Talking Jackie Robinson's America: Sport, Race, and Culture
Most people have heard of Jackie Robinson, the talented baseball player who famously broke Major League Baseball's color barrier in 1947.
But what about Rube Foster, Josh Gibson and Cool Papa Bell? Unless you're a diehard baseball fan, you may never have heard those names, stars of the Negro Leagues in the early 1900s.
Radford University Professor Johnny Moore, of the history department, has studied the history of baseball and race in America and teaches a class on baseball and culture. This week on the With Good Reason public radio program, Moore will discuss Robinson and those African American stars who were never permitted to play in the segregated Major Leagues.
"Is there any way to assess the talent level of Negro League players and whether or not they would have been able to compete successfully within the white Major Leagues prior to Jackie Robinson breaking the color line?" Moore asks.

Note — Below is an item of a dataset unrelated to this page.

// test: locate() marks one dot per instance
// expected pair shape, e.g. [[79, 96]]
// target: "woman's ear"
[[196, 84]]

In addition, Moore will discuss the meaning of Jackie Robinson, not only to baseball history and sport, but to the larger issues of in integration and race relations within American history and culture.
Moore's interview will air Feb. 6-12 on 64 With Good Reason stations across the United States. Listeners in the New River Valley can hear the show at 6 p.m., Tuesday, Feb. 9 on Public Radio WVRU 89.9. Programs also are available through podcasts at withgoodreasonradio.org.
With Good Reason is produced by the Virginia Foundation for the Humanities for the Virginia Higher Education Broadcasting Consortium and is broadcast on public radio stations in Alaska, Colorado, Florida, Georgia, Hawaii, Indiana, Massachusetts, Michigan, New Mexico, New York, Ohio, Tennessee, Texas, Virginia and Washington, D.C.
With Good Reason has won five Gabriel Awards for Best Documentary or Public Affairs Programs, and is the recipient of top honors from the Public Radio News Directors, Radio and Television Digital News Association and the Virginia Association of Broadcasters.